On July 3, Dehradun police staged a fake encounter in which Ranveer Singh, an MBA graduate who was going to join his new assignment, was killed in cold blood. According to the details of the incident, the deceased along with one or two friends, as alleged by the police, were riding a motorbike. They were stopped by the police at a check post.

It appears that the police men misbehaved with them as usual and the boys might have objected to it.

This might have infuriated the policemen who may have tried to detain them. Out of fear, the boys might have sped away to escape torture at the hands of police.

At this, the police might have issued a lookout call on wireless.

Later on, one of the boys — Ranveer — may have been traced and taken into custody.

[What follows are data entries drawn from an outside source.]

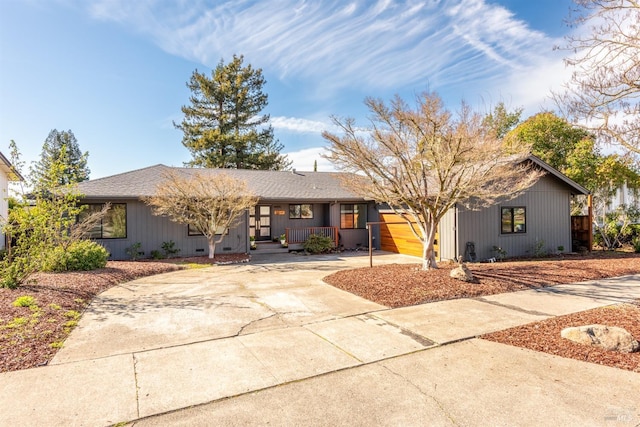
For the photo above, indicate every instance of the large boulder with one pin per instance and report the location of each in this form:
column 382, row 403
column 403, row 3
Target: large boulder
column 461, row 272
column 608, row 337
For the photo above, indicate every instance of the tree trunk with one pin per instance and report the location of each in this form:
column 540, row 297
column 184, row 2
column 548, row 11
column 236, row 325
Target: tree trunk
column 212, row 248
column 428, row 250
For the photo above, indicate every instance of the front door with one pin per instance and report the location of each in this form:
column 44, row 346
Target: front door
column 260, row 222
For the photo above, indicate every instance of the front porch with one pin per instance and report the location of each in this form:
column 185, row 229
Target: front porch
column 297, row 236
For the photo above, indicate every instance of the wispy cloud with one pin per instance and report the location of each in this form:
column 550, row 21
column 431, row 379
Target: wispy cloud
column 294, row 124
column 384, row 45
column 304, row 160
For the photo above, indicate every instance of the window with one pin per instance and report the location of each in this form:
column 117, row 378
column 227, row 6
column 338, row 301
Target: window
column 514, row 220
column 112, row 226
column 300, row 211
column 191, row 231
column 353, row 216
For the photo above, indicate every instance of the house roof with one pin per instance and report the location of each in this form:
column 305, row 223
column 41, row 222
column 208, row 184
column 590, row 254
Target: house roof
column 575, row 187
column 268, row 185
column 7, row 168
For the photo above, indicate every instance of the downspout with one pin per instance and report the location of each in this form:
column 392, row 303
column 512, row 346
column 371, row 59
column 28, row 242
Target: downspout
column 455, row 233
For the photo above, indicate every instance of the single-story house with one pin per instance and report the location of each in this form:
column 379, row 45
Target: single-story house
column 293, row 203
column 7, row 174
column 537, row 221
column 300, row 203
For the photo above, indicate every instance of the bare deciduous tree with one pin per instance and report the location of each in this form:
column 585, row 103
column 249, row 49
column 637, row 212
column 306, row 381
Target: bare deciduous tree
column 603, row 93
column 209, row 202
column 423, row 161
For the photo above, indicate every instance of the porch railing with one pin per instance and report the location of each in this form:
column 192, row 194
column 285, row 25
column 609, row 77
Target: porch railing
column 300, row 235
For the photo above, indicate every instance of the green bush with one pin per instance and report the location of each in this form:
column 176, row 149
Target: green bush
column 24, row 301
column 134, row 251
column 155, row 254
column 170, row 249
column 82, row 255
column 317, row 244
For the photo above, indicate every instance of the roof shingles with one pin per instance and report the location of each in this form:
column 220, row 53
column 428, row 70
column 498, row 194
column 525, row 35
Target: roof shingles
column 268, row 185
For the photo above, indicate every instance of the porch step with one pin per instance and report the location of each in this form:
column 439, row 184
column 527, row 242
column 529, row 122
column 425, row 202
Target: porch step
column 270, row 248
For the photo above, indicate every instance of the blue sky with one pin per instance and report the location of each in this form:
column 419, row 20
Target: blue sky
column 114, row 71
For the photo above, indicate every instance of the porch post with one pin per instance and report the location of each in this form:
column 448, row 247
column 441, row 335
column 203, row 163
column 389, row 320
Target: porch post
column 590, row 204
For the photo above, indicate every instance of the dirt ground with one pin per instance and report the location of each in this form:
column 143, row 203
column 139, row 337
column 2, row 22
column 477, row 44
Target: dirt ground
column 402, row 285
column 31, row 334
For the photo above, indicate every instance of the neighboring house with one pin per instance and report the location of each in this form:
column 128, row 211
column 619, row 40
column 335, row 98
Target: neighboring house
column 625, row 196
column 295, row 203
column 537, row 220
column 301, row 203
column 7, row 174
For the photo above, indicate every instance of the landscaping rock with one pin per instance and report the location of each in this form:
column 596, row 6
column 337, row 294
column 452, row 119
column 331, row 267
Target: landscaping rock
column 462, row 273
column 607, row 337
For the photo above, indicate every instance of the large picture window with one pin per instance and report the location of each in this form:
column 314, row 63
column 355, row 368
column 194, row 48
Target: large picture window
column 113, row 225
column 514, row 220
column 353, row 215
column 301, row 211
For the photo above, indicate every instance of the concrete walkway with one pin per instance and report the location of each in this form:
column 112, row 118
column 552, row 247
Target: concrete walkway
column 269, row 343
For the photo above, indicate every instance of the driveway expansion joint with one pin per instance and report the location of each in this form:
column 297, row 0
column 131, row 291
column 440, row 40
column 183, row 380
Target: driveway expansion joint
column 513, row 307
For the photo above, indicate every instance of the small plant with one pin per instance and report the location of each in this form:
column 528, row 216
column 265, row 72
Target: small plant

If this sequence of events is true as presumed, the simplest course of action by the police should have been to book the boys for an offence under the Motor Vehicles Act. Otherwise, if the vehicle papers were alright, even an admonition would have served the purpose. But as the policemen are often intoxicated on power, they don’t relish any opposition to their misbehaviour with the common man. Now, as the boys had objected to their misbehaviour and sped away, this might have infuriated the policemen, who decided to teach them a lesson as they often resort to. They tortured Ranveer Singh at the police station and when his condition worsened, they decided to stage an encounter.

This action of the police shows how authoritarian and power- drunk our police are. They can go to the extent of eliminating a person for small opposition to their autocratic ways. This is the general mindset of the police. They treat the ordinary citizen as a very insignificant being.

They are used to depriving the common man of his right to life and liberty without any fear of punishment.

The misdeeds of the subordinate ranks are ignored and overlooked by senior police officers who embolden them further. Often, senior officers connive with their subordinates in wrongdoings and if exposed, they go out of their way to defend them. It is also sometimes alleged by subordinate ranks that they are compelled by their senior officers to stage- manage fake encounters in order to show good work. In the present case, the police station staff could not have resorted to this type of action without the prior approval of senior officers.

Hence, with my experience in the police department, I can say that at present, there is not much difference in the mindset of the senior officers and the subordinate ranks.

Due to this, even IPS officers have lost their credibility in the eyes of the public. This mindset of senior and subordinate officers has been amply manifest in the Dehradun police encounter.

There is a lot of truth in the allegation that the police are the biggest violators of human rights of the citizens.

The police functions as the power arm of the state. There is a strong brotherhood within the police organisation to protect fellow wrongdoers. The police are often misused by ruling politicians to settle scores with their opponents.

Often slogans of “ People- Friendly Police” are painted on police vehicles; but a people- friendly police is totally impracticable in the present set- up. The need of the hour is to implement police reforms as ordered by the Supreme Court. The police might be given functional autonomy and made accountable as envisaged in the proposed reforms.

So far, due to their vested interests, politicians and bureaucrats have forestalled the implementation of police reforms. Civil society should come forward to compel the state governments to implement these reforms, else we will continue to be inflicted with Dehradun- type fake encounters.